## Example Selection

In [None]:
import pandas as pd
import json

label_column = 'Class'


train_df = pd.read_csv(f'../../Tasks/conan/train.csv')
train_df['length'] = train_df['text'].apply(lambda x: len(x))

context = ""
for j in train_df[label_column].unique():
	print(f'Class: {j}')
	sample = train_df[train_df['length'] < 180]
	sample = sample[sample[label_column] == j].sample(3)
	for index, row in sample.iterrows():
		print(f'  {row["text"]}')
		context += f'<text_icl_begin> CONTEXT: {row["context"]}\nCOMMENT: {row["text"]} <text_icl_end>\nLABEL: {j}\n'

#save the context into a json file
context = f"You are an expert in social psychology.\nAlways read the CONTEXT before the COMMENT and decide one of: facts · support · denouncing · hypocrisy · unrelated · humor · question.
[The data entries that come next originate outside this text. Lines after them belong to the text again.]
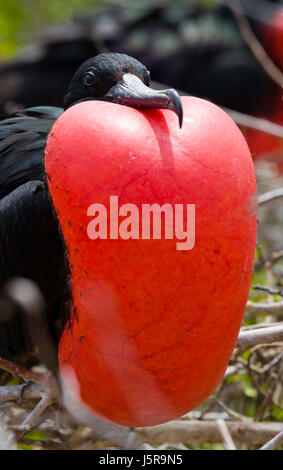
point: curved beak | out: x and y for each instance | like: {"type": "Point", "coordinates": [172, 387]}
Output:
{"type": "Point", "coordinates": [131, 91]}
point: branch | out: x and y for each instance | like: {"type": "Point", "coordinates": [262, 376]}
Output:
{"type": "Point", "coordinates": [196, 432]}
{"type": "Point", "coordinates": [254, 44]}
{"type": "Point", "coordinates": [264, 308]}
{"type": "Point", "coordinates": [256, 123]}
{"type": "Point", "coordinates": [270, 196]}
{"type": "Point", "coordinates": [18, 392]}
{"type": "Point", "coordinates": [277, 441]}
{"type": "Point", "coordinates": [226, 436]}
{"type": "Point", "coordinates": [270, 334]}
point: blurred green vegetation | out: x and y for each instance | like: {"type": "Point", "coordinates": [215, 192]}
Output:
{"type": "Point", "coordinates": [21, 21]}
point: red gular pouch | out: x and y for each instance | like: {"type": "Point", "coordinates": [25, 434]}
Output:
{"type": "Point", "coordinates": [157, 312]}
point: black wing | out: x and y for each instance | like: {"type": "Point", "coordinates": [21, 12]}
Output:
{"type": "Point", "coordinates": [22, 142]}
{"type": "Point", "coordinates": [30, 242]}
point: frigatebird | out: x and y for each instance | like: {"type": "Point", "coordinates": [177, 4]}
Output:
{"type": "Point", "coordinates": [31, 245]}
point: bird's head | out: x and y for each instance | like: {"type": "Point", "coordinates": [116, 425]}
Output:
{"type": "Point", "coordinates": [120, 79]}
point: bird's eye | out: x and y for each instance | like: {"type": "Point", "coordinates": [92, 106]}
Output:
{"type": "Point", "coordinates": [90, 79]}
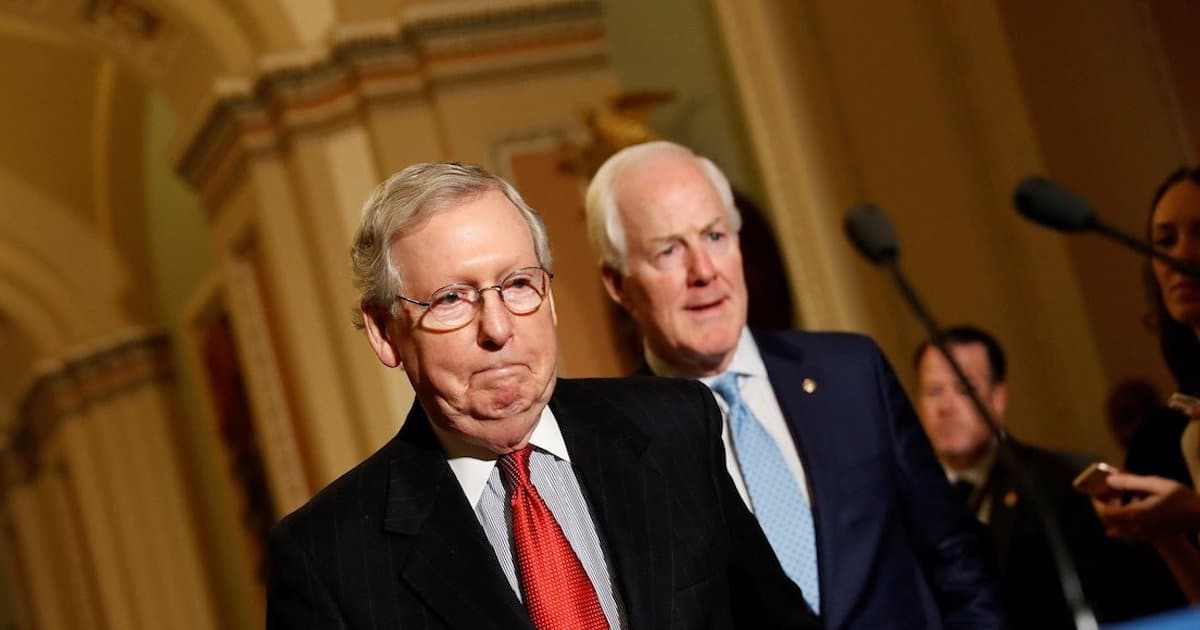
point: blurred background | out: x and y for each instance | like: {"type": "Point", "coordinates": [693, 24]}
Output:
{"type": "Point", "coordinates": [180, 181]}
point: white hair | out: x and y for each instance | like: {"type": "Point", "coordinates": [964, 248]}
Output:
{"type": "Point", "coordinates": [409, 198]}
{"type": "Point", "coordinates": [605, 229]}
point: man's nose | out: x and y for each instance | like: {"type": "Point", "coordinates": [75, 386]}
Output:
{"type": "Point", "coordinates": [1188, 247]}
{"type": "Point", "coordinates": [495, 321]}
{"type": "Point", "coordinates": [700, 267]}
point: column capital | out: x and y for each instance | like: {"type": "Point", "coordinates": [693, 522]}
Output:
{"type": "Point", "coordinates": [382, 60]}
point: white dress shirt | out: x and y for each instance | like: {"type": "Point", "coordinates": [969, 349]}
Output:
{"type": "Point", "coordinates": [759, 395]}
{"type": "Point", "coordinates": [551, 473]}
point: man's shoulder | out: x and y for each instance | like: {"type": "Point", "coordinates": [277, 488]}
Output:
{"type": "Point", "coordinates": [651, 406]}
{"type": "Point", "coordinates": [636, 391]}
{"type": "Point", "coordinates": [819, 342]}
{"type": "Point", "coordinates": [1057, 466]}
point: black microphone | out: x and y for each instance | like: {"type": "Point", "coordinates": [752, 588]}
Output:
{"type": "Point", "coordinates": [874, 237]}
{"type": "Point", "coordinates": [1047, 203]}
{"type": "Point", "coordinates": [871, 233]}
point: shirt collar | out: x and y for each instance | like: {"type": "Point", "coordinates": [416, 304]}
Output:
{"type": "Point", "coordinates": [747, 360]}
{"type": "Point", "coordinates": [474, 472]}
{"type": "Point", "coordinates": [978, 473]}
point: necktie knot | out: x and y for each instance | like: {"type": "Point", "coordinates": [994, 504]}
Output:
{"type": "Point", "coordinates": [515, 467]}
{"type": "Point", "coordinates": [726, 387]}
{"type": "Point", "coordinates": [558, 592]}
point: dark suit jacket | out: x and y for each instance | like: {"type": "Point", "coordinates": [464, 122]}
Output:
{"type": "Point", "coordinates": [394, 543]}
{"type": "Point", "coordinates": [1029, 579]}
{"type": "Point", "coordinates": [894, 547]}
{"type": "Point", "coordinates": [1120, 580]}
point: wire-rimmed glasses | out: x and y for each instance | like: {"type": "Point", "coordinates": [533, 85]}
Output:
{"type": "Point", "coordinates": [456, 305]}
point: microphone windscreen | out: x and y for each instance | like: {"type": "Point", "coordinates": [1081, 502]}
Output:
{"type": "Point", "coordinates": [871, 233]}
{"type": "Point", "coordinates": [1048, 203]}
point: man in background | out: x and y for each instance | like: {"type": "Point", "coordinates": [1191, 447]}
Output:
{"type": "Point", "coordinates": [821, 441]}
{"type": "Point", "coordinates": [1029, 580]}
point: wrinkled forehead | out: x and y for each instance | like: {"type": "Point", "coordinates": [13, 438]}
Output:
{"type": "Point", "coordinates": [671, 198]}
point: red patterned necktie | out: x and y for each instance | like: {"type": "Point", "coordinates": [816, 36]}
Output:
{"type": "Point", "coordinates": [557, 591]}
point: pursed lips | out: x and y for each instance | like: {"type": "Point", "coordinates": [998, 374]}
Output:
{"type": "Point", "coordinates": [706, 304]}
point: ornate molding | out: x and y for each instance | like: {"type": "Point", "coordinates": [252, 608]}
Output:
{"type": "Point", "coordinates": [429, 45]}
{"type": "Point", "coordinates": [71, 387]}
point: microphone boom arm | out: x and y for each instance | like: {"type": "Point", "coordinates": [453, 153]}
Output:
{"type": "Point", "coordinates": [1068, 577]}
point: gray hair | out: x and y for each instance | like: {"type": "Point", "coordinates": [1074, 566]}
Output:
{"type": "Point", "coordinates": [605, 231]}
{"type": "Point", "coordinates": [407, 199]}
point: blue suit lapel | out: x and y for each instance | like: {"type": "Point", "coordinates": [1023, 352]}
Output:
{"type": "Point", "coordinates": [810, 419]}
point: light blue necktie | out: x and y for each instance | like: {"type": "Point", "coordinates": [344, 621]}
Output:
{"type": "Point", "coordinates": [778, 503]}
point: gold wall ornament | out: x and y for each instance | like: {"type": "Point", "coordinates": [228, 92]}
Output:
{"type": "Point", "coordinates": [621, 121]}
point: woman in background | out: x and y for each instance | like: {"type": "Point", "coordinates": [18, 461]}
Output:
{"type": "Point", "coordinates": [1161, 502]}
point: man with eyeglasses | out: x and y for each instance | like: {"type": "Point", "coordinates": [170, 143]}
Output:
{"type": "Point", "coordinates": [821, 441]}
{"type": "Point", "coordinates": [511, 498]}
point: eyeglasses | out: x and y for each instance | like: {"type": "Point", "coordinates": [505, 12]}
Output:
{"type": "Point", "coordinates": [456, 305]}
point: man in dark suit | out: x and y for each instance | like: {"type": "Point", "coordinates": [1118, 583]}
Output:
{"type": "Point", "coordinates": [821, 441]}
{"type": "Point", "coordinates": [511, 498]}
{"type": "Point", "coordinates": [1029, 580]}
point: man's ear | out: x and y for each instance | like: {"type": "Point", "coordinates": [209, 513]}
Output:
{"type": "Point", "coordinates": [381, 337]}
{"type": "Point", "coordinates": [615, 283]}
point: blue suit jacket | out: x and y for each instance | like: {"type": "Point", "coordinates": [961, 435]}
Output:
{"type": "Point", "coordinates": [894, 547]}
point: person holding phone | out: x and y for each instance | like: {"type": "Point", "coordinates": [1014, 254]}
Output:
{"type": "Point", "coordinates": [1158, 502]}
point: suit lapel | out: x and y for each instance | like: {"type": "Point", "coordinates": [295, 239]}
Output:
{"type": "Point", "coordinates": [1006, 502]}
{"type": "Point", "coordinates": [810, 419]}
{"type": "Point", "coordinates": [439, 549]}
{"type": "Point", "coordinates": [627, 495]}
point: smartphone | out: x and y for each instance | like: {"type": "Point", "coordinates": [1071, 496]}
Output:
{"type": "Point", "coordinates": [1092, 481]}
{"type": "Point", "coordinates": [1188, 405]}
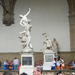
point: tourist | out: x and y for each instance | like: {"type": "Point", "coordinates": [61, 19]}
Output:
{"type": "Point", "coordinates": [57, 64]}
{"type": "Point", "coordinates": [53, 64]}
{"type": "Point", "coordinates": [61, 61]}
{"type": "Point", "coordinates": [7, 73]}
{"type": "Point", "coordinates": [5, 65]}
{"type": "Point", "coordinates": [10, 65]}
{"type": "Point", "coordinates": [37, 71]}
{"type": "Point", "coordinates": [40, 62]}
{"type": "Point", "coordinates": [62, 66]}
{"type": "Point", "coordinates": [19, 66]}
{"type": "Point", "coordinates": [16, 63]}
{"type": "Point", "coordinates": [73, 65]}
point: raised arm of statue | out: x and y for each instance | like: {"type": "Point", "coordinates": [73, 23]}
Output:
{"type": "Point", "coordinates": [28, 12]}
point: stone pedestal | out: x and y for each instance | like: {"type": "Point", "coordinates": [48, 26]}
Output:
{"type": "Point", "coordinates": [48, 58]}
{"type": "Point", "coordinates": [27, 63]}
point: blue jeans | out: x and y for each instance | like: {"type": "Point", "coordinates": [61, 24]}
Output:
{"type": "Point", "coordinates": [15, 67]}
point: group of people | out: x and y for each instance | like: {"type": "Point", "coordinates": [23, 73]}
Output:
{"type": "Point", "coordinates": [13, 65]}
{"type": "Point", "coordinates": [58, 64]}
{"type": "Point", "coordinates": [71, 65]}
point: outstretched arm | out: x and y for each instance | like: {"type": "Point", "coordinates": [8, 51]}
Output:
{"type": "Point", "coordinates": [28, 12]}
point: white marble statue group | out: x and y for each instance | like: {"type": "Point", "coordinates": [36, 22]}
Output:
{"type": "Point", "coordinates": [50, 45]}
{"type": "Point", "coordinates": [25, 35]}
{"type": "Point", "coordinates": [26, 38]}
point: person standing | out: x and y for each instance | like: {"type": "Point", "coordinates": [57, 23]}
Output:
{"type": "Point", "coordinates": [5, 65]}
{"type": "Point", "coordinates": [37, 71]}
{"type": "Point", "coordinates": [16, 63]}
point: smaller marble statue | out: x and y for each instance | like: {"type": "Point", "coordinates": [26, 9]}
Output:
{"type": "Point", "coordinates": [47, 43]}
{"type": "Point", "coordinates": [55, 46]}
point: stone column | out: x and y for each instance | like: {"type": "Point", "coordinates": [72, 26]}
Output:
{"type": "Point", "coordinates": [71, 4]}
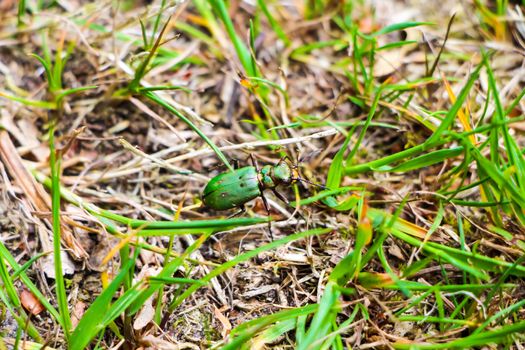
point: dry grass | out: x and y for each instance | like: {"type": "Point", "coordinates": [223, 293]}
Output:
{"type": "Point", "coordinates": [127, 154]}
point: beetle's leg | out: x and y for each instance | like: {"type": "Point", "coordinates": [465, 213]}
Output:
{"type": "Point", "coordinates": [235, 163]}
{"type": "Point", "coordinates": [254, 162]}
{"type": "Point", "coordinates": [280, 196]}
{"type": "Point", "coordinates": [267, 207]}
{"type": "Point", "coordinates": [242, 210]}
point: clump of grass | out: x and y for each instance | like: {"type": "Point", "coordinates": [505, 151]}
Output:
{"type": "Point", "coordinates": [419, 221]}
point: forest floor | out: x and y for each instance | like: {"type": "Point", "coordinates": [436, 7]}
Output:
{"type": "Point", "coordinates": [402, 124]}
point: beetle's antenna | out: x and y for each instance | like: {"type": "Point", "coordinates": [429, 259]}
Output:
{"type": "Point", "coordinates": [311, 183]}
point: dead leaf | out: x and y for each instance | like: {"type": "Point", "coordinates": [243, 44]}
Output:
{"type": "Point", "coordinates": [30, 302]}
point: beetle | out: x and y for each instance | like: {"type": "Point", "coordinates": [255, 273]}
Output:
{"type": "Point", "coordinates": [235, 188]}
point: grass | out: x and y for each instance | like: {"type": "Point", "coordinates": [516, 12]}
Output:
{"type": "Point", "coordinates": [413, 126]}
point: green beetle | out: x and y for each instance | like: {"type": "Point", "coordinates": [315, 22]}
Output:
{"type": "Point", "coordinates": [235, 188]}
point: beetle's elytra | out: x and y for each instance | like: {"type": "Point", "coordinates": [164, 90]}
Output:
{"type": "Point", "coordinates": [233, 189]}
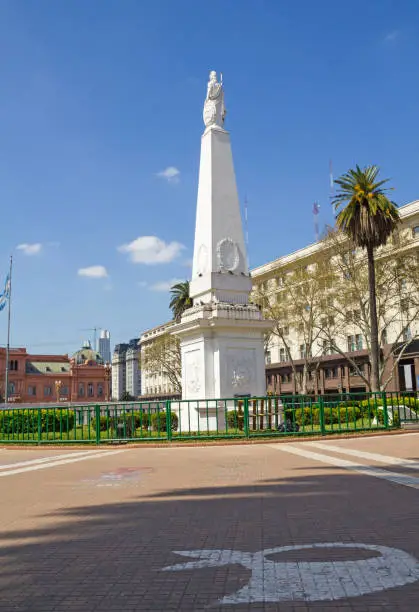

Reply with the single label on its own line — no extra words.\n\n### EXAMPLES\n{context}### END EXAMPLES"
with open('../icl_promtps/conan.json', 'w') as f:
	json.dump([context], f, indent=4)

Class: facts
  So all the Muslim doctors, business owners, servicemen/women, taxi drivers, chefs, etc. That I've encountered must be part of that 1% then?
  No religion encourages violence towards others. I do not think it is a muslim issue at all.
  The quran teaches justice and that criminals should be treated justly and be given the chance to reform.
Class: support
  In the swimming pool there are baths only for Muslims, I cannot enter. If I, a white men, asked for something like this nobody would allow me. Muslims can do anything they want.
  If a girl has muslim parents, she is at risk of FGM!
  Our country wants to shut up those who speak against islam, but it isn't right, they are the only ones who expose themselves.
Class: denouncing
  How can you say such hateful things about an entire faith?
  An entire faith of 1.6 billion people is not a cancer.
  That is quite a big generalisation, and obviously a false and discriminatory one too.
Class: hypocrisy
  When you say 'cult' you

### Pompt GPT-4o model and save results for each fold

In [1]:
import json 

with open('../icl_promtps/conan.json', 'r') as f:
	data = json.load(f)[0]

In [None]:

import pandas as pd
import openai, os
import pandas as pd
from tqdm import tqdm
import traceback, pickle

import sys, dotenv
sys.path.append('../..')

dotenv.load_dotenv()
client = openai.OpenAI(api_key = os.getenv("OPENAI_API_KEY"))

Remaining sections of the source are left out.